However, plaintiff also runs into the obstacle of issue and claim preclusion. After a hearing on November 3, 4, and 5 of 2004, before the Board of Medical Examiners, the following factual findings were made:

1. Patrick John Bergin, MD, is a licensed physician in the state of Oregon. He is a cardiologist, and a member of the Oregon Cardiology P.C. practice group in Eugene, Oregon.
2. In the spring of 2002, Dr. Bergin separated from his wife after 26 years of marriage. In the summer of 2002, Dr. Bergin began dating and socializing with a new group of friends. He had dinner and attended parties with these friends. He hosted "tailgate" parties in connection with University of Oregon football games. (Tr. 1 at 267. 69) He would also occasionally go to Adam's Place, a drinking establishment, to meet fiends and drink martinis (Tr. 1 at 254.)
3. Dr. Bergin used cocaine in August 2002. He attended parties where cocaine was available and offered and, on a couple of occasions, decided to partake of it. (Tr. 1 at 254-55.)
4. At some point prior to October 19, 2002, one of Dr. Bergin's medical partners, Dr. Romm, received a report that Dr. Bergin was keeping late night hours and using cocaine. Dr. Bergin's partners took this report seriously and contacted Dr. Susan McCall, the Medical Director of the Oregon Diversion Program for health professionals. The partnership hoped that they could avoid Board involvement by contacting the diversion program. Based on this conversation with Dr. McCall, the partners invited her to participate in an intervention meeting they planned to have with Dr. Bergin on October 21, 2002. (Tr. 2 at 31-32; 50-52)
5. On Saturday, October 19, 2002, Dr. Bergin rented a recreational vehicle (RV) and hosted a cookout and tailgate party before the University of Oregon football game.

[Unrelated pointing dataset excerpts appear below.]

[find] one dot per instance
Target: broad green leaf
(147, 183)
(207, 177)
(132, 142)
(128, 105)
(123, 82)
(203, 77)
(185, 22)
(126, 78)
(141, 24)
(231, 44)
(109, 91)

The game began at 12:30 p.m. Dr. Bergin consumed a few beers at the party before the game, and may have had another beer when he returned to the rented RV. After that, Dr. Bergin returned to his home with his friend and co-worker, Dr. Joe Chambers. The two had dinner, and Dr. Chambers left Dr. Bergin's around 9 p.m. About an hour later, Dr. Bergin went to the bar at Adam's Place. While there, he ate some chicken and drank martinis. (Tr. 1 at 246-52.)
6. Dr. Bergin left Adam's Place shortly before midnight. On his way home, he was stopped by a Eugene police officer for speeding and failing to maintain a lane. Upon contact with Dr. Bergin, the officer detected the odor of alcoholic beverage and observed other indicia of intoxication. Just after midnight on October 20, 2002, the officer arrested Dr. Bergin for driving under the influence of intoxicants (DUII) in violation of ORS 813.010. Dr. Bergin told the officer that he had had "a couple" martinis at Adam's Place. Following the arrest, Dr. Bergin submitted to a breath test on an Intoxilyzer 5000, which disclosed a .13 blood alcohol content. (Ex All.)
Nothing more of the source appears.